Lorsque vous êtes nue et docile au plaisir
Lorsque vous êtes nue et docile au plaisir
De tout votre long corps qui s’apprête à l’étreinte
Et que votre visage avec ardeur se teinte
Des chaleurs de l’attente et des feux du désir,
J’aime, voluptueuse et tendre, à vous saisir
En mes bras, consentante et cependant contrainte,
Afin d’entendre s’exhaler de vous la plainte
Dont le cri s’alanguit et s’achève en soupir.

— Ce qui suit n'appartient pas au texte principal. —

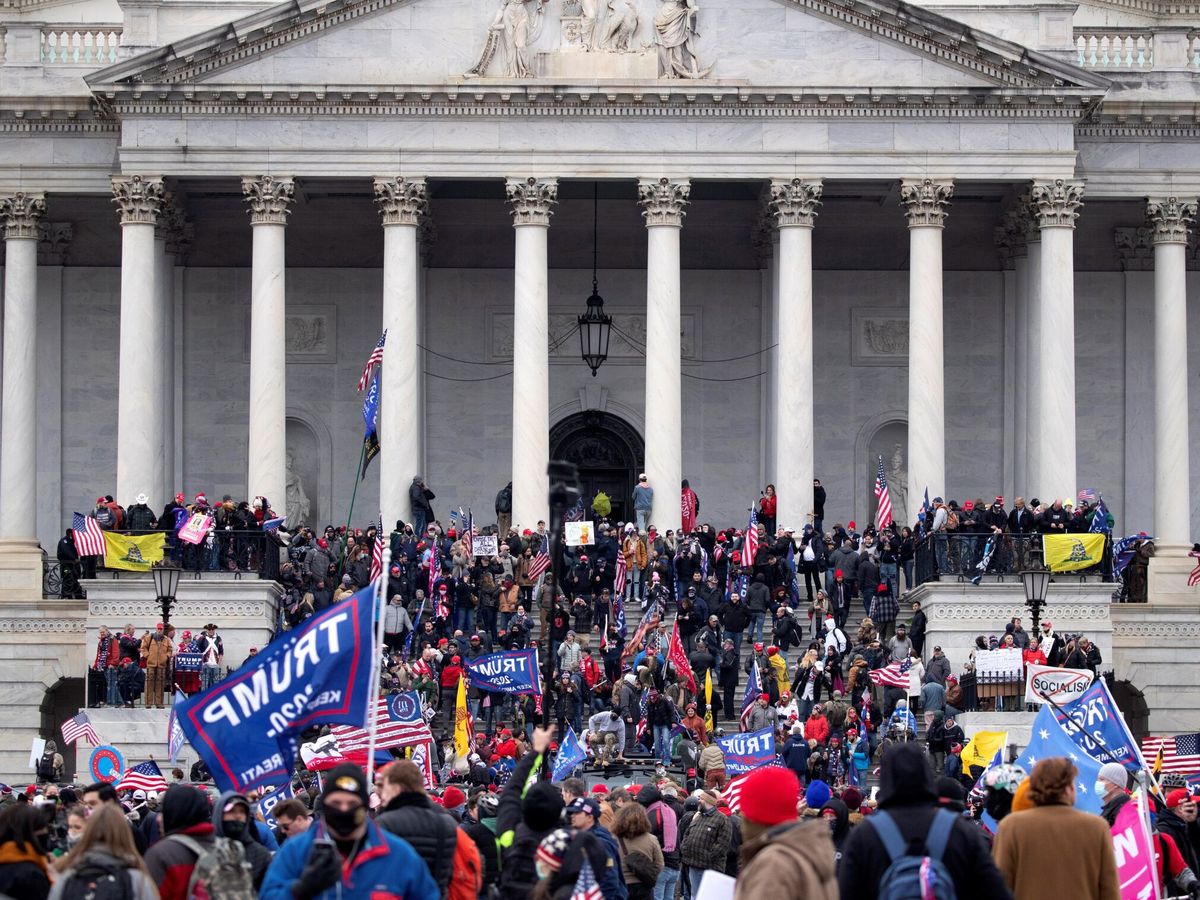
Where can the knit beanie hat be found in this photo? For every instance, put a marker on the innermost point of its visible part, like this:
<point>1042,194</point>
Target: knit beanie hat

Les lourds rideaux tirés rendent sombre la chambre ;
Sur la commode peinte une Nymphe se cambre
Sous le Faune cornu qui pénètre sa chair ;
Et l’Amour, invisible au couple qu’il enflamme,
Compare, double hommage à son autel offert,
Le plaisir de la Nymphe au plaisir de la Femme.
Odelette
Un petit roseau m’a suffi
Pour faire frémir l’herbe haute
Et tout le pré
Et les doux saules
Et le ruisseau qui chante aussi ;
Un petit roseau m’a suffi
À faire chanter la forêt.
Ceux qui passent l’ont entendu
Au fond du soir, en leurs pensées,
Dans le silence et dans le vent,
Clair ou perdu,
Proche ou lointain...
Ceux qui passent en leurs pensées
En écoutant, au fond d’eux-mêmes,
L’entendront encore et l’entendent
Toujours qui chante.
Il m’a suffi
De ce petit roseau cueilli
À la fontaine où vint l’Amour
Mirer, un jour,
Sa face grave
Et qui pleurait,
Pour faire pleurer ceux qui passent
Et trembler l’herbe et frémir l’eau ;
Et j’ai, du souffle d’un roseau,
Fait chanter toute la forêt.
Épigramme vénitienne
« Un vent triste et perfide, ô Venise, a soufflé
Sur le fard pâli de ta joue,
Et la Fortune a fait avec son pied ailé
Plus d'une fois tourner sa roue.
Toi qui voyais jadis, comme un essaim bruyant
Sorti de tes ruches guerrières,
Vers ta riche beauté revenir d'Orient
Les fanaux d'or de tes galères!
Un jour, ne t'es-tu pas, en robe de brocart,
Éblouissant ceux qui t'ont vue,
Assise en ton orgueil et leur offrant leur part,
À ton festin, la face nue ?
Puis, sous le masque noir dont le nocturne atour
Parait ta grâce déguisée,
N'as-tu pas invité le Plaisir et l'Amour
À boire à ta coupe irisée?...
Une barque de fruits croise sur le canal
Une gondole lente et close;
Un cyprès noir dans le jardin de l'Hôpital
Dépasse le haut du mur rose;
Un vieux palais sourit à l'angle d'un campo
De sa façade défardée,
Derrière un store jaune d'ocre, un piano
Estropie un air d'“Haïdée” ;
Sur la lagune une péotte de Chioggia
Etend sa rouge voile oblique
En attendant le vent subtil et doux qui va
Se lever de l'Adriatique,
Et, Maîtresse des mers, j'évoque un temps lointain,
Venise, où, Reine des rivages,
Tu coiffais d'une conque d'or le front marin
De tes Doges aux durs visages ! »
Le jardin mouillé
La croisée est ouverte ; il pleut
Comme minutieusement,
À petit bruit et peu à peu,
Sur le jardin frais et dormant.
Feuille à feuille la pluie éveille
L'arbre poudreux qu'elle verdit ;
Au mur, on dirait que la treille
S'étire d'un geste engourdi.
L’herbe frémit, le gravier tiède
Crépite et l’on croirait, là-bas,
Entendre sur le sable et l’herbe
Comme d’imperceptibles pas.
Le jardin chuchote et tressaille,
Furtif et confidentiel ;
L’averse semble maille à maille
Tisser la terre avec le ciel.
Il pleut, et les yeux clos, j'écoute,
De toute sa pluie à la fois,
Le jardin mouillé qui s'égoutte
Dans l'ombre que j'ai faite en moi.
Expérience
J’ai marché derrière eux, écoutant leurs baisers,
Voyant se détacher leurs sveltes silhouettes
Sur un ciel automnal dont les tons apaisés
Avaient le gris perlé de l’aile des mouettes.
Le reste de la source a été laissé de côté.